Abhay foregoes the easy path arranging the collection according to any of the conventional criteria of language or chronology: for a project covering so many languages and so many centuries, that kind of arrangement would have been the logical thing to do. Abhay stays true to the title of his book: it’s a book of great poems arranged alphabetically (according to the titles). Readers unfamiliar with Indian poetry will look at the individual numbers without the regular placeholders of time and place. So better known poets like Ghalib and Nobel Laureate Rabindranath Tagore appear much later in the book.
Consequently, one sees the poems for what they are, without needing biographical details of the poet or the times in which it was written; for example:
There is nothing in this world
Half as beautiful
As a soul that hurtles
Towards
Its own shattering

Abhay includes one of his own poems as well as poems translated by him, including this translation of a well-known Sanskrit poem:
how lucky you’re all that you recall
the games you played with your lovers,
those moans and laughter, syllables of sweet pain
When my lover unknotted my dress
I swear I remember nothing afterwards
This is the well-known contemporary Urdu poet and film-maker Gulzar translating Ghalib:
Ah, Ghalib, the magic of your words and your ways with mystics!
You would have been a saint — if you were not addicted to drink.
The book well represents different aspects of Indianness. Here is one of its struggles with modernity, showing that India perhaps isn’t all that different from the rest of world after all:
I left my mind in the office accidentally while heading home.
My hands still hanging from the bus-strap.
My eyes still scanning the office files;
my mouth stuck to the telephone.
And my feet left standing in a queue, no doubt.
That’s how I returned home today, without my body.
Vision of a bodiless life
is the essence of Indian philosophy
But is the exhaustion weighing down the bodiless me
also a part of it all?
While some poems have the landscape as the subject, others talk about the questions of poverty, caste, and class:
We know all about it when a rich man has a rash,
But whoever hears about a poor man’s nuptials?
Some, like this well-known one by Tagore, are explicitly about India as a country:
Where the mind is led forward by thee
into ever-widening thought and action
Into that heaven of freedom let my country awake.

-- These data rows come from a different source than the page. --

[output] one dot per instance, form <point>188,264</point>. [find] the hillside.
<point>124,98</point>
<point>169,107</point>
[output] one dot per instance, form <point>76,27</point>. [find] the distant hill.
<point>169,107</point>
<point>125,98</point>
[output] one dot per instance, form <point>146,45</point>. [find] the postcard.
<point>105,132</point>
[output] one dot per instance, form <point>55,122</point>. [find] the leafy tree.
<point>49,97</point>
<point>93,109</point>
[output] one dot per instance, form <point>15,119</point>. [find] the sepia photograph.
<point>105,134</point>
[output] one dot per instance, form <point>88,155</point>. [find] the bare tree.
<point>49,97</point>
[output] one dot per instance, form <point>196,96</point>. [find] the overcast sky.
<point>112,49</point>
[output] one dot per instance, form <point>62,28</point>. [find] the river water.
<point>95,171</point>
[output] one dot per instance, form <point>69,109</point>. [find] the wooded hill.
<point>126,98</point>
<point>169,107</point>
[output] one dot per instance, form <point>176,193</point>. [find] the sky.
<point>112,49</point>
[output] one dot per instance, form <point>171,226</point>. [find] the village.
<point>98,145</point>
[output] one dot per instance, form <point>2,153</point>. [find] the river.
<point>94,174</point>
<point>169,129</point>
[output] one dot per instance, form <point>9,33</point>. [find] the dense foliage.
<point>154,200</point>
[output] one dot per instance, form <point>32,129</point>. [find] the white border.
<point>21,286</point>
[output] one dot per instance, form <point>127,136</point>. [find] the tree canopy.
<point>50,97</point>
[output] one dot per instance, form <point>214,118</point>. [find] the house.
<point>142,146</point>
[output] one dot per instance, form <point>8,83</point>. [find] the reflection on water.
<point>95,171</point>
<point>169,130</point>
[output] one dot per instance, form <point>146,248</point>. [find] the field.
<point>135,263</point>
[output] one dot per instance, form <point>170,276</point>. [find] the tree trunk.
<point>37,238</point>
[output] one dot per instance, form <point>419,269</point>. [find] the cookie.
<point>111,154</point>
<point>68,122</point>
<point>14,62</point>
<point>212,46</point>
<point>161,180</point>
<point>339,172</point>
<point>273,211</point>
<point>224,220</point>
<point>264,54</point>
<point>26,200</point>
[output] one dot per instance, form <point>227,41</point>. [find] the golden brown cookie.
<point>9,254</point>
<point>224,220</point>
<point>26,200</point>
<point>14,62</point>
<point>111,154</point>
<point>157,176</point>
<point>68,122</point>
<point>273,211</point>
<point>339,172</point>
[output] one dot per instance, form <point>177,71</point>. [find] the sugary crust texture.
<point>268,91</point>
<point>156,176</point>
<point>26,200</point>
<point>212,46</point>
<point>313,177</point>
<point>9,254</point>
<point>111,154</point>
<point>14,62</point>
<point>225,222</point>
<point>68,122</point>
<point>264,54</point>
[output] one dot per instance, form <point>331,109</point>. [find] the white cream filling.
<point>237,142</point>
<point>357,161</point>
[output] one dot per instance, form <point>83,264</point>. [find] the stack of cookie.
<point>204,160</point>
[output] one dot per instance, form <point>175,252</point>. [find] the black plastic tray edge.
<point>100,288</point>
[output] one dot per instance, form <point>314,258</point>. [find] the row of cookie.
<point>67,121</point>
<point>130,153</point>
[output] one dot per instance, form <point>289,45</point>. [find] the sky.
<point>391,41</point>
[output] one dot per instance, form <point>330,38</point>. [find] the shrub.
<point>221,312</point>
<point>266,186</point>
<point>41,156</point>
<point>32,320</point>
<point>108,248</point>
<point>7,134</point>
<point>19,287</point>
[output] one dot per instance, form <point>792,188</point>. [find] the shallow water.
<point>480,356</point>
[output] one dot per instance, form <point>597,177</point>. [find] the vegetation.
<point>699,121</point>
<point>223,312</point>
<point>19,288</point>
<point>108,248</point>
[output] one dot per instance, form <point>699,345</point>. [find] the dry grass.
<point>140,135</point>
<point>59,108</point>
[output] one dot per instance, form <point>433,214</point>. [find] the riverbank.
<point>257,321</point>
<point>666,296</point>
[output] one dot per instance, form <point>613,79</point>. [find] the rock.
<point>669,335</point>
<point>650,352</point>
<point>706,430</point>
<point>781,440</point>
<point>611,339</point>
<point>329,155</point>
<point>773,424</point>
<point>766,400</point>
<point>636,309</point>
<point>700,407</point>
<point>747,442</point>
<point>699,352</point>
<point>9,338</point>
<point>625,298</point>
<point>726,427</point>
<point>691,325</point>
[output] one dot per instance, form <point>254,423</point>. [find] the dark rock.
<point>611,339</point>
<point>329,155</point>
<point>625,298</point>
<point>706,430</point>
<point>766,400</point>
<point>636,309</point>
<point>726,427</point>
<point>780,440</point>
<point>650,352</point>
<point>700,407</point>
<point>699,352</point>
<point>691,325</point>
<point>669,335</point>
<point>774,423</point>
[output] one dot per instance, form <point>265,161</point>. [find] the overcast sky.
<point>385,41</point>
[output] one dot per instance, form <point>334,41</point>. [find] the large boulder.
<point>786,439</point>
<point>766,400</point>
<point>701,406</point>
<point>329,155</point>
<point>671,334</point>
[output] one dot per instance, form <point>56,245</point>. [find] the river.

There is much to relish in the poems on universal themes like love, grief, death, or separation. Like this one:
This hour of meeting you
is bright as day
green as grass.
Yet, sure as death
is our parting.
The poems are not just from varied poets, periods, and languages; they are also from diasporic poets as well as from poets writing about Tibet in India. Abhay’s anthology, therefore, stems from a much broader understanding of what India is. This gesture towards inclusion helps justify the “great” in the title. It might lead readers to make their lists of poems that they can keep coming back to.